Raitt, 68, and Taylor, 70, have been friends since she was 20 years old, she told the crowd. He broke with concert tradition to come out onstage to introduce her and send her off on her hour-long set with a hug. The crowd responded with a standing ovation.
Raitt dedicated “Rainy Day Man,” one of his songs she cut when she was 24, to Taylor for his support during “recent tough times.”
She was in fine form, effortlessly moving between genres — from roots to blues to funk — grooving from behind the keyboards on “Nick of Time.”
“This feels pretty good up here, just like a little club in Ann Arbor,” she said after “Have a Heart.”
She dedicated her stirring rendition of the John Prine gem “Angel from Montgomery” to her mother’s generation, which didn’t have all the choices women do now. It earned her a lengthy standing ovation and left her visibly moved.
Then she and her four-piece band laid into the Talking Heads cover “Burning Down the House.”
Taylor joined her for a free-wheeling joy ride on “Thing Called Love” to close her set. She would return at the end of his for the Chuck Berry classic “Johnny B. Goode” and “You Can Close Your Eyes.” If one of them was more grateful or delighted than the other to be there onstage, it was impossible to tell which.

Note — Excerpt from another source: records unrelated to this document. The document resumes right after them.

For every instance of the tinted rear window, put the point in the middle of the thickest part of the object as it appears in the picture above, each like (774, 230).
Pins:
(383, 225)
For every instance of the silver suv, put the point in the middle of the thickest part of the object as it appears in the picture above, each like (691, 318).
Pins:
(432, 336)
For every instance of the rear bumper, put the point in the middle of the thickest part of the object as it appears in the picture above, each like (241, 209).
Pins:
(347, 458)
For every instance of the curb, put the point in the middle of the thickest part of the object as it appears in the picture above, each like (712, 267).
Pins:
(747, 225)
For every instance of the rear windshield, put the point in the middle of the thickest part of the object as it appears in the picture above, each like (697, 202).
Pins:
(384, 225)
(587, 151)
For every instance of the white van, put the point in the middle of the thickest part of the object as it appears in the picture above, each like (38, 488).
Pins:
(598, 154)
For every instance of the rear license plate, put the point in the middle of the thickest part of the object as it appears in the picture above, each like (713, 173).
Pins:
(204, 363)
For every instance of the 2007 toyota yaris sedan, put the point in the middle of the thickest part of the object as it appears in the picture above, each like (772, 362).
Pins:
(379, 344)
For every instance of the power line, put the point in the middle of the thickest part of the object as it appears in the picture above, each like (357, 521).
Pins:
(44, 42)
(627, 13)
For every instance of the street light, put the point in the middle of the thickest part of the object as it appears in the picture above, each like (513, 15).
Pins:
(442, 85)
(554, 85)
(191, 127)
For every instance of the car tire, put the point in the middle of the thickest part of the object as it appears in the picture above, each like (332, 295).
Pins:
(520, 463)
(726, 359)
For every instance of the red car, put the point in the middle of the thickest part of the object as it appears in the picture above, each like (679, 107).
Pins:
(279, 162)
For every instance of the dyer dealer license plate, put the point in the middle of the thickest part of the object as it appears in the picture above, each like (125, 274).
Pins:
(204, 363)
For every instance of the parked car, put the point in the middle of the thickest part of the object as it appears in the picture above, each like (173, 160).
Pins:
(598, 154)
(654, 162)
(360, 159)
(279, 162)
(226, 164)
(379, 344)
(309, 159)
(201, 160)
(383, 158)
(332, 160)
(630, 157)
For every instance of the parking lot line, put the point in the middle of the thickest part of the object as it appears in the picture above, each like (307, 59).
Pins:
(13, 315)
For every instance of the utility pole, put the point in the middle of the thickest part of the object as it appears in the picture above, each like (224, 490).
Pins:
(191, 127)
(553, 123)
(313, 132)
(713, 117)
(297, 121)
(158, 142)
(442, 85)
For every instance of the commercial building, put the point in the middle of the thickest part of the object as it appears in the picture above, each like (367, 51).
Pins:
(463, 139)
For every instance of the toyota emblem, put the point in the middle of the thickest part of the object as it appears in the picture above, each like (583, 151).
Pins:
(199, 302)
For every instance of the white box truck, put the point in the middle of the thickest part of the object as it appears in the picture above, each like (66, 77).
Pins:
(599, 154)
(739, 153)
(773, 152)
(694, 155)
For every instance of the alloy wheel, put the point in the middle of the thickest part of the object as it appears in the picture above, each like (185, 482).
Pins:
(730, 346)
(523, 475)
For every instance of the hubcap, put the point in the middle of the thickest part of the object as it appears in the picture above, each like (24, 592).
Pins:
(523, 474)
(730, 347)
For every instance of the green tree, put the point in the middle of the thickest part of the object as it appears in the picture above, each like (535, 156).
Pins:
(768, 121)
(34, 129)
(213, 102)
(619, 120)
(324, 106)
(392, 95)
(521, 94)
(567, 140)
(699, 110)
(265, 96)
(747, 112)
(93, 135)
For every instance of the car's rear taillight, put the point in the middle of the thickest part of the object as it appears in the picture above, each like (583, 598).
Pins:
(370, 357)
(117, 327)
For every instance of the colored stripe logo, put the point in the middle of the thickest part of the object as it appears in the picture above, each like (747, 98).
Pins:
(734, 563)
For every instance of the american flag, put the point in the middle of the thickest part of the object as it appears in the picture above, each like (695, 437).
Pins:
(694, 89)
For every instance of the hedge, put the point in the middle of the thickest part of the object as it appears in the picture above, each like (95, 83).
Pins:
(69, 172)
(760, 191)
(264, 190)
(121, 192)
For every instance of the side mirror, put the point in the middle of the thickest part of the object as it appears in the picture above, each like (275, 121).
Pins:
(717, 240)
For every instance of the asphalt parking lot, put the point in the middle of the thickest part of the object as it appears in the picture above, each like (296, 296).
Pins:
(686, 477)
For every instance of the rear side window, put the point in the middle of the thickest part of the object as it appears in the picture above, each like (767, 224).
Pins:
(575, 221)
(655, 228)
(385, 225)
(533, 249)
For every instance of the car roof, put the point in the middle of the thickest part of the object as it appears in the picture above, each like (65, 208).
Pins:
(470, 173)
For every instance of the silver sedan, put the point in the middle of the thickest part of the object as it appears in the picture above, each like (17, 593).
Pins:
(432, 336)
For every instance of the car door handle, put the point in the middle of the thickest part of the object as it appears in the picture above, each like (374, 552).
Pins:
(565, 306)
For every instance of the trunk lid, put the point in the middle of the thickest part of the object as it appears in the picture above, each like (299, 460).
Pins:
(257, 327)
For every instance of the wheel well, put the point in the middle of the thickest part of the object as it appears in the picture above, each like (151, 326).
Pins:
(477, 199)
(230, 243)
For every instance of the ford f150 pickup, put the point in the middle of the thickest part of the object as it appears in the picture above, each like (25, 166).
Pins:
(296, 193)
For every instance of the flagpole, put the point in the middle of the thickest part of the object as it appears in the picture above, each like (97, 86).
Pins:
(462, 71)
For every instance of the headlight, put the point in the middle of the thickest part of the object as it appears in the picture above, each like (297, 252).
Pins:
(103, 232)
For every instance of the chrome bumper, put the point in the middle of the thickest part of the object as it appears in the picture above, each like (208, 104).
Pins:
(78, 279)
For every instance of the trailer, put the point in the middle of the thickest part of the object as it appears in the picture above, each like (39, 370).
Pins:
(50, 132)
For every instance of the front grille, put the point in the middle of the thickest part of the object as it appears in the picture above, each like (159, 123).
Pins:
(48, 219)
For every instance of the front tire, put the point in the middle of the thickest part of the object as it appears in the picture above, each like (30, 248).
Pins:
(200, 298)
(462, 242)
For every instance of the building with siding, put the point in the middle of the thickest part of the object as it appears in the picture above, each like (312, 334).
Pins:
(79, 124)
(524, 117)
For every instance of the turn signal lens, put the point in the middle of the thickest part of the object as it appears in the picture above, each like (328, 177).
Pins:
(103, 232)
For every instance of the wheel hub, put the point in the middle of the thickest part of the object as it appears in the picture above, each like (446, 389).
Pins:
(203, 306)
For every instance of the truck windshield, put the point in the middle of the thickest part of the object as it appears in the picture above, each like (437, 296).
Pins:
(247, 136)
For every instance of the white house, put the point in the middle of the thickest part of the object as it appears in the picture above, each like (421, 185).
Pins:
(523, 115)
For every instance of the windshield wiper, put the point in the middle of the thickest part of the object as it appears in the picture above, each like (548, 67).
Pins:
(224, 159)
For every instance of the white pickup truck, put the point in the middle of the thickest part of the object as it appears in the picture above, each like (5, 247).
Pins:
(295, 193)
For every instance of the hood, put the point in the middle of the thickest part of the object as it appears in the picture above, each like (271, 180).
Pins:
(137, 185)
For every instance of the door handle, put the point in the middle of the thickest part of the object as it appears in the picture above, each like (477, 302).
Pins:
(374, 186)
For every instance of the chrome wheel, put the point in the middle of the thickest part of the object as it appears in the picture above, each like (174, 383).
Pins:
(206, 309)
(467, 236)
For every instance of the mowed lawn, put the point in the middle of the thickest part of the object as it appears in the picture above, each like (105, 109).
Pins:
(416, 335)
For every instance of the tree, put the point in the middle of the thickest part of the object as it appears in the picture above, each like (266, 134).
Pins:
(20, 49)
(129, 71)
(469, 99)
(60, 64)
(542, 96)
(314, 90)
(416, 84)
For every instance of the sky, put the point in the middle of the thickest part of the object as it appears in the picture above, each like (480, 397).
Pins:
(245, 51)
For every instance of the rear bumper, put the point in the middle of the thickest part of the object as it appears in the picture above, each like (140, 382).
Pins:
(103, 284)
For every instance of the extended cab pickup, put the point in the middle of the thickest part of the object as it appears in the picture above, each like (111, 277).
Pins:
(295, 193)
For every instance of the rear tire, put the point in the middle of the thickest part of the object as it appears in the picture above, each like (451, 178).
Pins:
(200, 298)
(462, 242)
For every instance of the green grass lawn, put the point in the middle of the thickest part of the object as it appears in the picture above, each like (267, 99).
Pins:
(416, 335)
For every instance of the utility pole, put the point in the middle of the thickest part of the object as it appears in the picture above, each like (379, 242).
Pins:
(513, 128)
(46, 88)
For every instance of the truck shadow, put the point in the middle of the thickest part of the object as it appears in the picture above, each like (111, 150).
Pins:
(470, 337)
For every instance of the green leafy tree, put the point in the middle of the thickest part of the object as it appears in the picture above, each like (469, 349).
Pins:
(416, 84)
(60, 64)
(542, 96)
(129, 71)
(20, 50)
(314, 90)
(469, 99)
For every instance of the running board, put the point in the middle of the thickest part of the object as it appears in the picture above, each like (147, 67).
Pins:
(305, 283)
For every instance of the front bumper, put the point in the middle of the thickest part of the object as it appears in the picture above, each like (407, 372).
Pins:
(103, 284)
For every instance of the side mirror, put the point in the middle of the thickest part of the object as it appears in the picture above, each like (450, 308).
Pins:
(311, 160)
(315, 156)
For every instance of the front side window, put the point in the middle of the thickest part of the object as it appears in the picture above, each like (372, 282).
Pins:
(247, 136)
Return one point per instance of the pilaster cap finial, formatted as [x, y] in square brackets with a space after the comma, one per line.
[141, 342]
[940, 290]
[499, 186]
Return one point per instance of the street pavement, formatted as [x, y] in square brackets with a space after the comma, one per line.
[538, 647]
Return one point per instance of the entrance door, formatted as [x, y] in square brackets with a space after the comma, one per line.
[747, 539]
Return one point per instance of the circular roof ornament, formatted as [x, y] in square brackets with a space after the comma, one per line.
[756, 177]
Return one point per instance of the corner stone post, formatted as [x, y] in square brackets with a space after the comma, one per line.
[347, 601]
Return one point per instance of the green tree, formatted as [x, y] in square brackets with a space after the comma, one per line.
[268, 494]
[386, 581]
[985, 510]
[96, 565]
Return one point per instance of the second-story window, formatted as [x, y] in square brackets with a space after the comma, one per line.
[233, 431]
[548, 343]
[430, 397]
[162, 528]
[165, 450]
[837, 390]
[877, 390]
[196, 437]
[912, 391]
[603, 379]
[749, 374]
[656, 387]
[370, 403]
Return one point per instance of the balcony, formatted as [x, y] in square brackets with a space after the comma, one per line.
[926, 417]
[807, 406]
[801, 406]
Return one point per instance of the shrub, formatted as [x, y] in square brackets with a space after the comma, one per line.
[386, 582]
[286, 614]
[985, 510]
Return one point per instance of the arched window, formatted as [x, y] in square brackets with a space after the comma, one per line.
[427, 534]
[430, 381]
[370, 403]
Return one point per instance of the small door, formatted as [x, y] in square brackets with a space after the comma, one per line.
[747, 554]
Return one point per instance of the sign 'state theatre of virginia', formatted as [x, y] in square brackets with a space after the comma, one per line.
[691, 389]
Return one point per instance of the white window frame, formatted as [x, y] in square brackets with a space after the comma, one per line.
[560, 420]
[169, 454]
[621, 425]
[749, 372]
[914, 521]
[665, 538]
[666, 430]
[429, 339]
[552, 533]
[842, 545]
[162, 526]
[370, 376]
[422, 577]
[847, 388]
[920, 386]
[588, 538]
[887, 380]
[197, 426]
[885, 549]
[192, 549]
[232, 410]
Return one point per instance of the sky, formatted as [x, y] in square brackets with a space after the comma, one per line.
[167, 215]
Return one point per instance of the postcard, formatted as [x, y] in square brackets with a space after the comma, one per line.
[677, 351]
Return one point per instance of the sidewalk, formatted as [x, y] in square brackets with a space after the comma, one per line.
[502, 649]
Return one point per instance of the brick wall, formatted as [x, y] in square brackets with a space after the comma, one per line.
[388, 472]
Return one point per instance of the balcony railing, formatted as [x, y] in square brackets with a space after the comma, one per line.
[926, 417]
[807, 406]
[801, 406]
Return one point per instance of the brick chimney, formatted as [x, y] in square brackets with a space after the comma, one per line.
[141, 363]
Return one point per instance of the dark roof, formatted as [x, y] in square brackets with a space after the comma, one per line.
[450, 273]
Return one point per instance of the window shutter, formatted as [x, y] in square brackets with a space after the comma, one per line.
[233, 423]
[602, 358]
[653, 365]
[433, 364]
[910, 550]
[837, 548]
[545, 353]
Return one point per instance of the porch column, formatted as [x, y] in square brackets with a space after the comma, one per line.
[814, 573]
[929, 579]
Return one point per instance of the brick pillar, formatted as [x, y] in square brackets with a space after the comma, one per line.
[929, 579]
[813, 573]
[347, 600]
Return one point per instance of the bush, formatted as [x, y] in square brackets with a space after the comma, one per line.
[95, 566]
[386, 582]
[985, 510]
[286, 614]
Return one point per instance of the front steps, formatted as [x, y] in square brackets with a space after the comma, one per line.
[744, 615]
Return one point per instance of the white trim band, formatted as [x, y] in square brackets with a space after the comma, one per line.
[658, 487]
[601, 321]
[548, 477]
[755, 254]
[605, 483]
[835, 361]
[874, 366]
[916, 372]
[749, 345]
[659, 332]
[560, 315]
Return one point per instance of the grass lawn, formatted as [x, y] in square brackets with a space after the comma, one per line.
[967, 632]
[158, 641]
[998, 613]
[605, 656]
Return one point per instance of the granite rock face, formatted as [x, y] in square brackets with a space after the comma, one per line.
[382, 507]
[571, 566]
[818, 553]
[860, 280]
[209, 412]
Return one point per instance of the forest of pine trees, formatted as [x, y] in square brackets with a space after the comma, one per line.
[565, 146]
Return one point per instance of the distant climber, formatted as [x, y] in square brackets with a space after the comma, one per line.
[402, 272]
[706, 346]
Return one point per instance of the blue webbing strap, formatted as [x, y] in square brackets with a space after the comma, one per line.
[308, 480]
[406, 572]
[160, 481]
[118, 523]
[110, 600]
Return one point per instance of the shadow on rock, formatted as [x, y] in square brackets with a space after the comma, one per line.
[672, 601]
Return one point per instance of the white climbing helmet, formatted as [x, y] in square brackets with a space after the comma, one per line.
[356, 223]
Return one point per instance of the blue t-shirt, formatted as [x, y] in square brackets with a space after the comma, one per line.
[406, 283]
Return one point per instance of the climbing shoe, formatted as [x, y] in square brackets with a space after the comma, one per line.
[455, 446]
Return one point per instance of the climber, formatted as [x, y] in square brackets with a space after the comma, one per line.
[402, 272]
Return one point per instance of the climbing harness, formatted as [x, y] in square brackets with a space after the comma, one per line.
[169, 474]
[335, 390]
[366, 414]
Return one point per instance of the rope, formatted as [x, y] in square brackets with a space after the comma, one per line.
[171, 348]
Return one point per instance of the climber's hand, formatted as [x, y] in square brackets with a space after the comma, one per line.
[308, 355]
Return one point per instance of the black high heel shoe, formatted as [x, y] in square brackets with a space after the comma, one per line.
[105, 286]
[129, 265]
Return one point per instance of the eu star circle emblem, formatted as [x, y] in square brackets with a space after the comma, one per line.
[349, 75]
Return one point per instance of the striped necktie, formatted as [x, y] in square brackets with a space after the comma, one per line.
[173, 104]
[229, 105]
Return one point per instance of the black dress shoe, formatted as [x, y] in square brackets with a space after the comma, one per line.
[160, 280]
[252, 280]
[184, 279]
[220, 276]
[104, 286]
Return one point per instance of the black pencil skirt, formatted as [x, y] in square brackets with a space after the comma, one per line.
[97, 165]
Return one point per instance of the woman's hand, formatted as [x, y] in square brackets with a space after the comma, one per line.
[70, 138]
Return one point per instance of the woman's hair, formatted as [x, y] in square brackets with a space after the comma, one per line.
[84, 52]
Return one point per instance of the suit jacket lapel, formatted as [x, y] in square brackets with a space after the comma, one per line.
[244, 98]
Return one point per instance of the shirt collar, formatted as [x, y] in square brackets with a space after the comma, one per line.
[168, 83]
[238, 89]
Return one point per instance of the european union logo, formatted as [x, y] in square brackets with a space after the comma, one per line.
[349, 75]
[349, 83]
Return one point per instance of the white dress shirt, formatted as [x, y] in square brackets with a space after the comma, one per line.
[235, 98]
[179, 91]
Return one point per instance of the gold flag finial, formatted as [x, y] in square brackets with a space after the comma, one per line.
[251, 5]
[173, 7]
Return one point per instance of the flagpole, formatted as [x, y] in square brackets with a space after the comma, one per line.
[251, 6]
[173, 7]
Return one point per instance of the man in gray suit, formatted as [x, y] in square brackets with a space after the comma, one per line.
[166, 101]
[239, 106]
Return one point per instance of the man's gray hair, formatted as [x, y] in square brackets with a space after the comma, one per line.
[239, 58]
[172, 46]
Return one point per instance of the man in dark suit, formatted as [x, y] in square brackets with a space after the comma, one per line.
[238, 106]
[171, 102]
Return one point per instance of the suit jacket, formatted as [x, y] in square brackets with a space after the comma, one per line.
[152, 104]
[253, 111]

During a collage of photos, videos and interview clips that spanned the half-century of a remarkable career to open his show, Taylor says, “I don’t present a character. I don’t present a version of myself. I present myself.”
That approach defined his concert, as he introduced nearly every song with a story, accompanied it with personal photos or slipped in an endearingly corny joke (and two f-bombs in explaining how one of his dad’s sayings inspired “First of May”).
He opened with “Carolina in My Mind” off his 1968 self-titled debut. The stage cleverly transformed to look like his childhood home in Chapel Hill, North Carolina, which was sold in 2016.
The staging was spectacular, with a huge video wall backdrop and five smaller panels of assorted shapes that moved in front of it for a multidimensional effect. It was stunning and sophisticated — the stuff stadium shows are made of. (It’s going to look fabulous at the 23,000-seat American Family Insurance Amphitheater in Milwaukee for a Summerfest stop on Thursday.) It quickly put to rest any worries that Taylor sitting on a stool strumming a guitar would somehow be a sleepy affair.
No chance of it, not with his 10-member All-Star Band. They turned blues parody “Steamroller Blues” into a lethal jam, including a mean trumpet solo from Walt Fowler, and unleashed an arena dance party with “Mexico.” Flanked by backing vocalists Arnold McCuller (a standout all night with both Raitt and Taylor), Kate Marcowitz and Andrea Zonn across the front of the stage, “Shed a Little Light” swelled to show-stopping Broadway number proportions.
From the joyful “How Sweet It Is (To Be Loved By You)” to the poignant “Fire and Rain,” it was a night where the comfort of music won out over the weight of the world. A throwback to simpler times and a respite from the tough ones. An evening among good friends — onstage and off.